Due to the busy schedule of Dutch National Ballet, there were fewer choreographers available this year's New Moves programme, the try-out choreographies by company dancers. The short programme left the audience refreshed with the enthusiasm and the love of dance the portrayed.
The evening kicked off with Bastiaan Stoop’s short Lights On: three women in black evening dresses on high flat heels who – though constrained by their shoes – manage to accurately move through and in front of the audience reaching their arms to the sky in a flamenco-like style to music by Nicholas Robert Thayer (his piano-driven Fimbulvinter). And although the composition is named after the great winter that will come before Ragnarök (Götterdämmerung), a wave of positive cheerfulness swept through the audience. The piece, a recording by Setareh Nafisi is well worth listening to and Melissa Chapski, Priscylla Gallo and Yvonne Slingerland's moves are effortless.

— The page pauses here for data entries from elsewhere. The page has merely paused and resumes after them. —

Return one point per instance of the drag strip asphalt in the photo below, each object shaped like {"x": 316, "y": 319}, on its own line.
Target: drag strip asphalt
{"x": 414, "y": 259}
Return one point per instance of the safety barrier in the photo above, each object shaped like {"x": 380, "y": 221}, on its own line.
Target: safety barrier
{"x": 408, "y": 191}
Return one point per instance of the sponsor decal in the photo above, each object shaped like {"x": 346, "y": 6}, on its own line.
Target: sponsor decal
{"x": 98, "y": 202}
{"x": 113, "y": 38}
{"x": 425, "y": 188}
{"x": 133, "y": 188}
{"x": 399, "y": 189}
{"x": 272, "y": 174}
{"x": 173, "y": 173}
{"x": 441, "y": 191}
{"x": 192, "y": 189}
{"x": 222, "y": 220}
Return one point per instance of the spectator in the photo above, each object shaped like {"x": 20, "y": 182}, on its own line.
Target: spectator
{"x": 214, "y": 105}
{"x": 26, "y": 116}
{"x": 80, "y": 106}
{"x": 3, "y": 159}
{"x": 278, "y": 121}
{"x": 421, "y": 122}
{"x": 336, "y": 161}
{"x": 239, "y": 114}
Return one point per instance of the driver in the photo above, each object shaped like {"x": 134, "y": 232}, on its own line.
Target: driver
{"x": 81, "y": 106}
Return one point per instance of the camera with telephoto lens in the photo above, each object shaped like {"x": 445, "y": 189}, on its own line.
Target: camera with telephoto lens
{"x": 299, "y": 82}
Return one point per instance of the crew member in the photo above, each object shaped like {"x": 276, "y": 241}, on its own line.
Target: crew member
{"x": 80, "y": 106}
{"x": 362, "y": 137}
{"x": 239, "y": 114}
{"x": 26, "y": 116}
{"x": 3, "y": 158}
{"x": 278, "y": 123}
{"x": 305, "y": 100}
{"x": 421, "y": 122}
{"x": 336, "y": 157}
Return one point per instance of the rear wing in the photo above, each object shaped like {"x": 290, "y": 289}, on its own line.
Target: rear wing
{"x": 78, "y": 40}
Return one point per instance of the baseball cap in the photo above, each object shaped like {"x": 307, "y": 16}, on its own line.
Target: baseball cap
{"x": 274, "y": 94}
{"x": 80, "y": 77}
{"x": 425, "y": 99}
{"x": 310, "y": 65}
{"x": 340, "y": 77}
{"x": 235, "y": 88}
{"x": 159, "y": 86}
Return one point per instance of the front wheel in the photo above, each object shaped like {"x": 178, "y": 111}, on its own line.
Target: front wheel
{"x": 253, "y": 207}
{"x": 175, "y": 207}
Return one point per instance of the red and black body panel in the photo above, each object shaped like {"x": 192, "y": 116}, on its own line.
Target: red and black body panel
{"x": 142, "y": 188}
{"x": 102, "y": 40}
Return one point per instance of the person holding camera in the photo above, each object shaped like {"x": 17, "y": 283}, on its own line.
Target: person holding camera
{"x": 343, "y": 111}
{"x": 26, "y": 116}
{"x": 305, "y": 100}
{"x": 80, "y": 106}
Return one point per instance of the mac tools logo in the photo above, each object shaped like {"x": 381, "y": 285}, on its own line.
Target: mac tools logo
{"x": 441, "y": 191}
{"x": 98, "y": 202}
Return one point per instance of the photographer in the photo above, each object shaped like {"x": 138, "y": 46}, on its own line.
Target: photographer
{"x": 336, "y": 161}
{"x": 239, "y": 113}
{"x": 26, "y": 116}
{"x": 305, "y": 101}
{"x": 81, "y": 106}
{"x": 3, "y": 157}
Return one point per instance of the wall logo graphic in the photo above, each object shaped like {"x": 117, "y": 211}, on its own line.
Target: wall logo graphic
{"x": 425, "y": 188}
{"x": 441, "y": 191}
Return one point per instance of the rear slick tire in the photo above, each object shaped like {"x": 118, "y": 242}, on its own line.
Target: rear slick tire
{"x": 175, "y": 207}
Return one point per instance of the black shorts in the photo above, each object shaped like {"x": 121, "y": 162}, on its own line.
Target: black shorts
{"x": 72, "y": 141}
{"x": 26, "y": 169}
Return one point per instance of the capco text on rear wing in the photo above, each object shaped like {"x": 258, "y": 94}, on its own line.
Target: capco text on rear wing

The second piece was also by Stoop. Word er maar moe van loosely translates to “Get tired of it”. Stoop uses impeccable lighting for this piece, eight moving spots on the stage provide constantly changing functional, playful light to the confident dancer. Pascal Johnson, moving like a modern day James Bond, cheerfully manages to avoid the light 95% of the time. Both lighting and dancing are clearly choreographed. Stoop more often than not comes up with quirky ideas that turn into watchable, fun pieces. This choreography is titillating because of the combination of Carlos Gardel’s famous Por una Cabeza (from the movie Scent of a Woman, played on a recording by Itzhak Perlman) with an entirely tango-less agile modern ballet.
Vida is an uplifting, at times dangerous-looking work by Yvonne Slingerland and Michele Esposito because of its lifts and drops. It’s a fast pas de deux with a lot of traditional ballet vocabulary. Set to the song El cant del ocells by Sìlvia Pérez Cruz and Raül Fernandez Miró (lots of classical guitar), it speaks of the energy of a great relationship.